1. We are in the midst of the greatest technological revolution in human history.
That revolution is a double-edged sword. On the one hand, it is oh so convenient to have that app which populates all your payment information and seems to know everything about you. On the other hand, it threatens our privacy, which we know because we all dismiss that nagging thought, what all do they know about me? Who is the THEY that knows, too? The sad truth is I don’t know—not fully.
Here’s what I can tell you: We all sacrifice privacy for convenience, but do we give up all of our privacy just because we didn’t real a 70 “disclosure” on a free app we downloaded in 2017? We shouldn’t have to.
Uncomfortable? I know I am. Here’s a little AI generated “art” to make you feel better about our glorious future.
Doesn’t this guy make you feel better about the future?
He is the future, and he’s here now. I know, I know. You aren’t worried, huh? On the offhand chance you might be alarmed as you’ve heard so much about AI, I suggested you keep reading (and…psst…subscribe).
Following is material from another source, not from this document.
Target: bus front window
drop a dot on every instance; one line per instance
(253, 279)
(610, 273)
Are we all doomed? Maybe, maybe not. No one knows.
However…
Steps can be taken to minimize this risk if people read, learn, talk, and work together.
Privacy matters to hundreds of millions of people in the United States, not just lawyers, judges, social scientists, policy makers, and companies who fear being sued over privacy violations. The right to privacy is a fundamental right recognized as existing under the Fourteenth Amendment of the United States Constitution.[1] When a right is deemed fundamental under the Constitution, it means it is so vital to human existence that life cannot be lived in any fulfilling and meaningful way without it.[2]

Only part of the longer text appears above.